Seus olhos foram diretamente para o porta-retrato que estava em cima da sua mesa assim que ele se sentou na cadeira, juntando os dedos e apoiando o queixo em cima das mãos unidas. Lá estava eternizada a lembrança do que um dia eles foram. Ela sorridente com os braços no seu pescoço enquanto ele a abraçava pela cintura, rindo de algo que provavelmente tinha sido dito na hora da foto. Seus olhos brilhavam e ele sentia falta daquele sentimento que estava presente sempre que estava na companhia de Sky. Sentia falta do que um dia eles foram.
— Me dê um sinal que não desistiu de nós, Sky — falou baixinho, negando. — Só um sinal.
Foi a última coisa que ele fez antes de colocar o porta-retrato dentro da sua gaveta, tirando da sua visão aquela memória que era tão dolorosa para o momento.
Esperava por uma resposta que não sabia que um dia viria.
E, ainda mais, esperava que aquele não fosse o fim.
Não daquele jeito.
♢♢♢♢
Sky Howard se arrependeu de ter levantado da cama assim que empurrou a porta pesada de vidro da cafeteria em Manhattan.

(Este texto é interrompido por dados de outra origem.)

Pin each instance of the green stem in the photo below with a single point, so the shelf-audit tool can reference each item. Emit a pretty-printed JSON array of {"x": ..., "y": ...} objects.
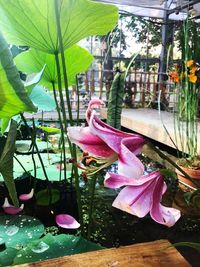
[
  {"x": 78, "y": 101},
  {"x": 35, "y": 145},
  {"x": 91, "y": 206},
  {"x": 62, "y": 133},
  {"x": 73, "y": 151},
  {"x": 165, "y": 157},
  {"x": 61, "y": 47}
]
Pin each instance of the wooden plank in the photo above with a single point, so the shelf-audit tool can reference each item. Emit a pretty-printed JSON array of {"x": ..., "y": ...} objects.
[
  {"x": 148, "y": 122},
  {"x": 158, "y": 253}
]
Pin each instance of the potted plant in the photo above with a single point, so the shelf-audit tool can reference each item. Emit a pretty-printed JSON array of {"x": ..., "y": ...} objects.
[{"x": 186, "y": 78}]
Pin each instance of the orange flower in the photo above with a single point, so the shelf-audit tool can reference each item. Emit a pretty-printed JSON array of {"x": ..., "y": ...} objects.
[
  {"x": 190, "y": 63},
  {"x": 192, "y": 78},
  {"x": 193, "y": 70},
  {"x": 174, "y": 76}
]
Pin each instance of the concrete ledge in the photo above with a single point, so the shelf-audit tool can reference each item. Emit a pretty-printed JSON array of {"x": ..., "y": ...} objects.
[{"x": 148, "y": 123}]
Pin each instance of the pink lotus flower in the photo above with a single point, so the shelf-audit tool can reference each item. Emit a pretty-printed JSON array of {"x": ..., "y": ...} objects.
[
  {"x": 104, "y": 141},
  {"x": 142, "y": 196},
  {"x": 67, "y": 221}
]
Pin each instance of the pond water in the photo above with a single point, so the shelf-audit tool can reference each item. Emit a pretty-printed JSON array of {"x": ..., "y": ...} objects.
[{"x": 111, "y": 227}]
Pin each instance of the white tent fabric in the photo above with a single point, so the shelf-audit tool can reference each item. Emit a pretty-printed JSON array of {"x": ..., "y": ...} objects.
[{"x": 155, "y": 8}]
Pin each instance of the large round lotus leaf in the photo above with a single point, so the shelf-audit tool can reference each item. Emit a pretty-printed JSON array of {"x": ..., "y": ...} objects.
[
  {"x": 17, "y": 230},
  {"x": 7, "y": 256},
  {"x": 50, "y": 247}
]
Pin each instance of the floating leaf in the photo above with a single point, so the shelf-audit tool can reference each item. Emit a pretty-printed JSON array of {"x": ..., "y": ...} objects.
[
  {"x": 67, "y": 221},
  {"x": 18, "y": 230},
  {"x": 46, "y": 197},
  {"x": 50, "y": 247},
  {"x": 7, "y": 256},
  {"x": 33, "y": 23}
]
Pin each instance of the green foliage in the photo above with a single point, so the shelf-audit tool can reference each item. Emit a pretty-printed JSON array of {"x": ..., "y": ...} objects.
[
  {"x": 115, "y": 101},
  {"x": 49, "y": 130},
  {"x": 50, "y": 247},
  {"x": 193, "y": 198},
  {"x": 47, "y": 196},
  {"x": 22, "y": 237},
  {"x": 42, "y": 99},
  {"x": 38, "y": 29},
  {"x": 7, "y": 256},
  {"x": 141, "y": 27},
  {"x": 77, "y": 60},
  {"x": 190, "y": 48},
  {"x": 6, "y": 162},
  {"x": 13, "y": 96}
]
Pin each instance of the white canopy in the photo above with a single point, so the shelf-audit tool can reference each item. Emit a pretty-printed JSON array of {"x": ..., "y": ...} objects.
[{"x": 157, "y": 8}]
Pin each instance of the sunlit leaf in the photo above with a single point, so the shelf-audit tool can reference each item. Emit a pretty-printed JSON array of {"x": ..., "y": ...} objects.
[
  {"x": 33, "y": 23},
  {"x": 77, "y": 60},
  {"x": 7, "y": 256},
  {"x": 50, "y": 247},
  {"x": 49, "y": 130},
  {"x": 13, "y": 97},
  {"x": 6, "y": 162},
  {"x": 42, "y": 99}
]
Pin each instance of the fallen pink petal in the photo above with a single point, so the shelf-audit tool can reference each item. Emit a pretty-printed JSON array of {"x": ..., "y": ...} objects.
[
  {"x": 67, "y": 221},
  {"x": 25, "y": 197}
]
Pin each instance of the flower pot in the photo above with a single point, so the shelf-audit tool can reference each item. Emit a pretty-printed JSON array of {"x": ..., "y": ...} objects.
[{"x": 185, "y": 183}]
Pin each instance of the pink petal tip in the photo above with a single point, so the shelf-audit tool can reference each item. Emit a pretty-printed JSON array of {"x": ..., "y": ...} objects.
[{"x": 67, "y": 221}]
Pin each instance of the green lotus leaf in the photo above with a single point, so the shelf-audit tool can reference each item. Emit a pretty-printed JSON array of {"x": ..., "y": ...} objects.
[
  {"x": 42, "y": 99},
  {"x": 50, "y": 247},
  {"x": 18, "y": 230},
  {"x": 33, "y": 23},
  {"x": 6, "y": 162},
  {"x": 13, "y": 96},
  {"x": 50, "y": 130},
  {"x": 77, "y": 60},
  {"x": 7, "y": 256}
]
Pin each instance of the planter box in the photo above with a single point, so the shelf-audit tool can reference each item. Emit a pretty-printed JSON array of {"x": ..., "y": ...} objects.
[{"x": 152, "y": 254}]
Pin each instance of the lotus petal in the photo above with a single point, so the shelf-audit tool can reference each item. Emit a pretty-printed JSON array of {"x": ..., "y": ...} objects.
[
  {"x": 111, "y": 136},
  {"x": 142, "y": 196},
  {"x": 159, "y": 213},
  {"x": 10, "y": 209},
  {"x": 129, "y": 165},
  {"x": 135, "y": 200},
  {"x": 89, "y": 142},
  {"x": 67, "y": 221},
  {"x": 25, "y": 197}
]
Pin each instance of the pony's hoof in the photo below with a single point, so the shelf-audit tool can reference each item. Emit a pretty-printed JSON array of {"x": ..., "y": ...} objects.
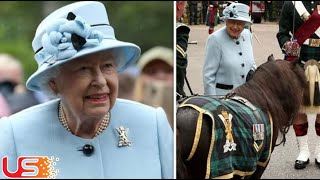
[
  {"x": 317, "y": 163},
  {"x": 301, "y": 164}
]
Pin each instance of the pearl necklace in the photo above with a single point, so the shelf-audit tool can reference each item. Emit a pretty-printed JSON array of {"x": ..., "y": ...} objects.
[{"x": 103, "y": 125}]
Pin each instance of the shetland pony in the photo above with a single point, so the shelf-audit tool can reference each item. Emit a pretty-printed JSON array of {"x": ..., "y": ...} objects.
[{"x": 233, "y": 136}]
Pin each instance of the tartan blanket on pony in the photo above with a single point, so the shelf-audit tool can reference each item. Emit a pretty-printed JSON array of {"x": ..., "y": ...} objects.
[{"x": 241, "y": 135}]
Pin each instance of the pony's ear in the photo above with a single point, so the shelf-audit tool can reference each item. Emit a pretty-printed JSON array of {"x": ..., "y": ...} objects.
[
  {"x": 295, "y": 61},
  {"x": 271, "y": 58}
]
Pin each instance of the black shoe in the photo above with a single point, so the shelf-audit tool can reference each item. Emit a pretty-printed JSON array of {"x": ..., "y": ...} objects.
[
  {"x": 301, "y": 164},
  {"x": 317, "y": 163}
]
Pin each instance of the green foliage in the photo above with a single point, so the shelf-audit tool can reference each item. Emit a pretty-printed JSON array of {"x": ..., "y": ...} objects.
[{"x": 144, "y": 23}]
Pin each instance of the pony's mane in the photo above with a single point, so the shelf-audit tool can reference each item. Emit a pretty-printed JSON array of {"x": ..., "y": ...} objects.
[{"x": 276, "y": 87}]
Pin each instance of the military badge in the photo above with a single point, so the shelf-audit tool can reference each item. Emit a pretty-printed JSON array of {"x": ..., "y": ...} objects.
[
  {"x": 226, "y": 119},
  {"x": 123, "y": 136},
  {"x": 258, "y": 132}
]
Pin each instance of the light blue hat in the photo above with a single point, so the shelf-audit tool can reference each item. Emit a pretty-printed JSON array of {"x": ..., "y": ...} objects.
[
  {"x": 73, "y": 31},
  {"x": 237, "y": 11}
]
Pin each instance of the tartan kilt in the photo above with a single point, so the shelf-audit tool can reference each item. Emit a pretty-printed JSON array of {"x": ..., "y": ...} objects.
[{"x": 311, "y": 100}]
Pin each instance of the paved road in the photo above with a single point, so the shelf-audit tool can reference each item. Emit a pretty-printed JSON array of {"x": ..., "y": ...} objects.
[{"x": 281, "y": 165}]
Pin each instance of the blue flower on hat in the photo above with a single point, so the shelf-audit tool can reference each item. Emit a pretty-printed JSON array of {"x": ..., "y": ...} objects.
[
  {"x": 64, "y": 38},
  {"x": 230, "y": 12}
]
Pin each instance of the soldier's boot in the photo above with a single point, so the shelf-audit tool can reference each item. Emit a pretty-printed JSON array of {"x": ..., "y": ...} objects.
[
  {"x": 211, "y": 29},
  {"x": 317, "y": 151},
  {"x": 302, "y": 140},
  {"x": 304, "y": 154}
]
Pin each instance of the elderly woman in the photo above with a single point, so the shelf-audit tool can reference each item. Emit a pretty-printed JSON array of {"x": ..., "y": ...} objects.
[
  {"x": 86, "y": 132},
  {"x": 229, "y": 53}
]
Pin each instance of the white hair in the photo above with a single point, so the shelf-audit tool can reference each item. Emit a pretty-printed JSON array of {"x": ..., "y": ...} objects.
[{"x": 44, "y": 81}]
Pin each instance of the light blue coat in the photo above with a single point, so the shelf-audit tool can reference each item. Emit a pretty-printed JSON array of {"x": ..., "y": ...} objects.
[
  {"x": 37, "y": 132},
  {"x": 223, "y": 63}
]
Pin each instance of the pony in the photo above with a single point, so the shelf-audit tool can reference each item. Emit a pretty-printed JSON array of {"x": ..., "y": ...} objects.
[{"x": 212, "y": 140}]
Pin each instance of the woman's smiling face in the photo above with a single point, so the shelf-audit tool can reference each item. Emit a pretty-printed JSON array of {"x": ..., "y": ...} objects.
[
  {"x": 88, "y": 86},
  {"x": 234, "y": 28}
]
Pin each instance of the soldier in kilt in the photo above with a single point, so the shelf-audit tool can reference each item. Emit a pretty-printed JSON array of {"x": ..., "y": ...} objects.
[
  {"x": 182, "y": 33},
  {"x": 302, "y": 19}
]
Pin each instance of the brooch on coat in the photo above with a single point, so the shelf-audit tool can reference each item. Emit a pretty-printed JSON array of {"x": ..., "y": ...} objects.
[{"x": 123, "y": 136}]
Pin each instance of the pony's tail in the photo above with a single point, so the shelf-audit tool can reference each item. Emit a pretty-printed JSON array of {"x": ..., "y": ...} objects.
[
  {"x": 306, "y": 96},
  {"x": 316, "y": 100},
  {"x": 182, "y": 172}
]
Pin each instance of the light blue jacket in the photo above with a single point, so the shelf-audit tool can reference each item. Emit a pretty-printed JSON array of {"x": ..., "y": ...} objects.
[
  {"x": 226, "y": 61},
  {"x": 37, "y": 132}
]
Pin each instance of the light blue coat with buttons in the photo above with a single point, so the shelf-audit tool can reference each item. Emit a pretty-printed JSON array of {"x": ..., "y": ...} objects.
[
  {"x": 37, "y": 132},
  {"x": 226, "y": 61}
]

Sabia que as pessoas não estavam gritando, mas essa foi a sensação que ela teve assim que entrou no ambiente, xingando baixinho por não ter tomado uma aspirina antes de deixar seu apartamento. Também escolheu por não retirar os óculos escuros que escondiam as olheiras da noite anterior, mesmo sabendo que eles não eram necessários naquele dia nublado e muito menos dentro do lugar.
Ainda assim, a iluminação era incômoda para alguém que tinha dormido pouco mais de três horas.
Qualquer pessoa que a observasse por mais de trinta segundos sabia que ela tinha tido uma noite agitada, com resquícios de batom nos seus lábios, os cabelos loiros que não tinham visto uma escova estavam presos em um rabo de cabelo no topo da sua cabeça e vestindo uma roupa de malhar como se sua próxima parada fosse o Central Park, mesmo que ela só tivesse saído de casa para curar a ressaca com o remédio mais forte que conseguia pensar: cafeína.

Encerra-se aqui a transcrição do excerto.